LASSO Inference for High Dimensional Predictive Regressions
Zhan Gao, Ji Hyung Lee, Ziwei Mei, Zhentao Shi
TL;DR
This paper tackles valid inference in high-dimensional predictive regressions where regressors can be mixed between local-to-unit-root and stationary processes. It introduces XDlasso, a two-stage debiasing approach that combines an IVX-based instrument with a desparsified LASSO to remove both shrinkage bias and Stambaugh bias, yielding asymptotically normal estimators and Wald tests without prior knowledge of which regressors are nonstationary. The authors establish RE/DB conditions, prove consistency of the Slasso workhorse, derive the auxiliary regression rates, and prove asymptotic normality of the XDlasso estimators as well as a Wald test for joint hypotheses.

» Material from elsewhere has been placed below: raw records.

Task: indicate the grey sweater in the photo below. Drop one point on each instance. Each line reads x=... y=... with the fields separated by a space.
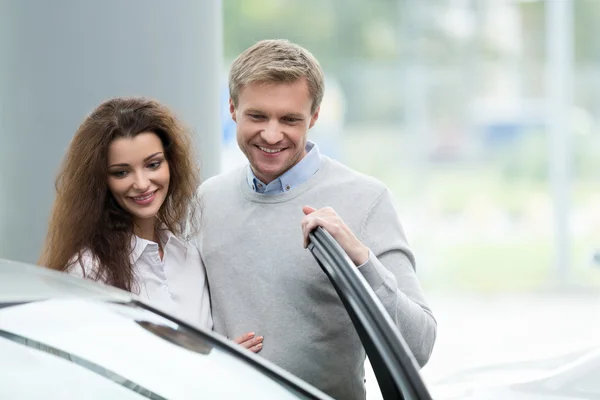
x=262 y=279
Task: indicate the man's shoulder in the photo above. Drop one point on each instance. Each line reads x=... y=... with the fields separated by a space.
x=220 y=182
x=350 y=179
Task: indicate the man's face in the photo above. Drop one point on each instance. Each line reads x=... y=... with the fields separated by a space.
x=273 y=120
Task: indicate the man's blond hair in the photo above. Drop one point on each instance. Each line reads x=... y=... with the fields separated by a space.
x=277 y=61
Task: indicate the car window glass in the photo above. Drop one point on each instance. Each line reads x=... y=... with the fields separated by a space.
x=143 y=352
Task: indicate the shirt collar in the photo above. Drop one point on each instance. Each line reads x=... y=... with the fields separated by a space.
x=138 y=244
x=293 y=177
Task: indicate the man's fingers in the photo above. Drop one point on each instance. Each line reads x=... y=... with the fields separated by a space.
x=252 y=342
x=244 y=337
x=307 y=210
x=256 y=349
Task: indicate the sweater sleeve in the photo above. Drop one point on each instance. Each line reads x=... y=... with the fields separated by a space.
x=390 y=271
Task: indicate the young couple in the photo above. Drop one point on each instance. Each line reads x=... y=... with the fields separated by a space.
x=125 y=215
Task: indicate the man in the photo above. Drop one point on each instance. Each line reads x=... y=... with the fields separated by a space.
x=254 y=220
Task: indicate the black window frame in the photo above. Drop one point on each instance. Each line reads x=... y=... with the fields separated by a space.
x=393 y=363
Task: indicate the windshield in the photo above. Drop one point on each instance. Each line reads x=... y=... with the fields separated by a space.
x=73 y=349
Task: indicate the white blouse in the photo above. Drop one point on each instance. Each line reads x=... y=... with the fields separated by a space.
x=176 y=284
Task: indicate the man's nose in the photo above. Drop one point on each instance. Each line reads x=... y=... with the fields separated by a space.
x=272 y=133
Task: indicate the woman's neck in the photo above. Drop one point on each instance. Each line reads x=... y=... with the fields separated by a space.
x=146 y=229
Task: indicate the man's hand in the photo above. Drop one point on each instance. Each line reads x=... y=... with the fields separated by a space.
x=250 y=341
x=328 y=219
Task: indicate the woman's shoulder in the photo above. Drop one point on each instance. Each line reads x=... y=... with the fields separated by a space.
x=83 y=264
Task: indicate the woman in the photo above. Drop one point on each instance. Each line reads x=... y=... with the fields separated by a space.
x=125 y=197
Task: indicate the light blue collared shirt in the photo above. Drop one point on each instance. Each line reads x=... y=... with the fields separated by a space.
x=293 y=177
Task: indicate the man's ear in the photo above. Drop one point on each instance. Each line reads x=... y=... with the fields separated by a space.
x=232 y=110
x=314 y=117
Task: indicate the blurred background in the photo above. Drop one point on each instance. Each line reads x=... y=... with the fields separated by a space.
x=481 y=116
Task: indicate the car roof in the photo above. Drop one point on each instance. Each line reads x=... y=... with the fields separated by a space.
x=21 y=282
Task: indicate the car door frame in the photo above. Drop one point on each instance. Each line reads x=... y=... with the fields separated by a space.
x=393 y=363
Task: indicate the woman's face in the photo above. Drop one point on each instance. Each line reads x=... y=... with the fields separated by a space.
x=138 y=175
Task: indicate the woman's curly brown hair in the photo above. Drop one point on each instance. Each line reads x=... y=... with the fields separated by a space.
x=86 y=217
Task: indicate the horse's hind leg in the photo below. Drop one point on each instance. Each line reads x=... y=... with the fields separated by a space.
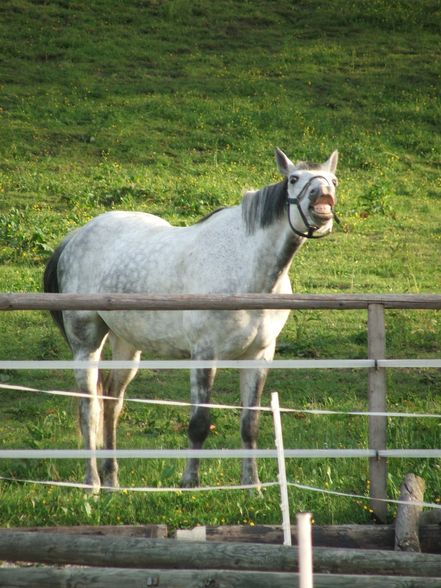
x=115 y=386
x=86 y=334
x=252 y=382
x=201 y=384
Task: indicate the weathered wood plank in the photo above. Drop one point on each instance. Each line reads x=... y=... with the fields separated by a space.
x=408 y=515
x=377 y=403
x=34 y=301
x=169 y=553
x=115 y=578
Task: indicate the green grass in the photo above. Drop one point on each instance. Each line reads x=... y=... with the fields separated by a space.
x=175 y=107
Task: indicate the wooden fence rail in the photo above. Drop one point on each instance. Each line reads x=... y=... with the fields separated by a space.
x=30 y=301
x=375 y=304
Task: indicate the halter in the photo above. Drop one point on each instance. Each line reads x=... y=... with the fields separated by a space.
x=297 y=200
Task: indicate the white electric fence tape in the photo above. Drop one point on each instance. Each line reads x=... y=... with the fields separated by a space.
x=314 y=411
x=234 y=364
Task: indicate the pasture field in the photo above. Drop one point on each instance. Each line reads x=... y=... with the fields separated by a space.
x=175 y=107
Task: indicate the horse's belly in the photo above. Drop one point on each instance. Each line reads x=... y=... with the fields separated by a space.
x=155 y=333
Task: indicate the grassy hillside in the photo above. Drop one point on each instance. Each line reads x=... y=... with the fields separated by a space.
x=175 y=107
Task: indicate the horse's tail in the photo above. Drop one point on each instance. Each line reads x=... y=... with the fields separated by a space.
x=50 y=281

Monte Carlo simulations show XDlasso achieves accurate size and competitive power under mixed persistence and heteroskedasticity, while empirical applications to stock return predictability and inflation demonstrate robustness and the practical value of inference in data-rich macro-financial settings.
Abstract
LASSO inflicts shrinkage bias on estimated coefficients, which undermines asymptotic normality and invalidates standard inferential procedures based on the t-statistic. Given cross sectional data, the desparsified LASSO has emerged as a well-known remedy for correcting the shrinkage bias. In the context of high dimensional predictive regression, the desparsified LASSO faces an additional challenge: the Stambaugh bias arising from nonstationary regressors modeled as local unit roots. To restore standard inference, we propose a novel estimator called IVX-desparsified LASSO (XDlasso). XDlasso simultaneously eliminates both shrinkage bias and Stambaugh bias and does not require prior knowledge about the identities of nonstationary and stationary regressors. We establish the asymptotic properties of XDlasso for hypothesis testing, and our theoretical findings are supported by Monte Carlo simulations. Applying our method to real-world applications from the FRED-MD database, we investigate two important empirical questions: (i) the predictability of the U.S. stock returns based on the earnings-price ratio, and (ii) the predictability of the U.S. inflation using the unemployment.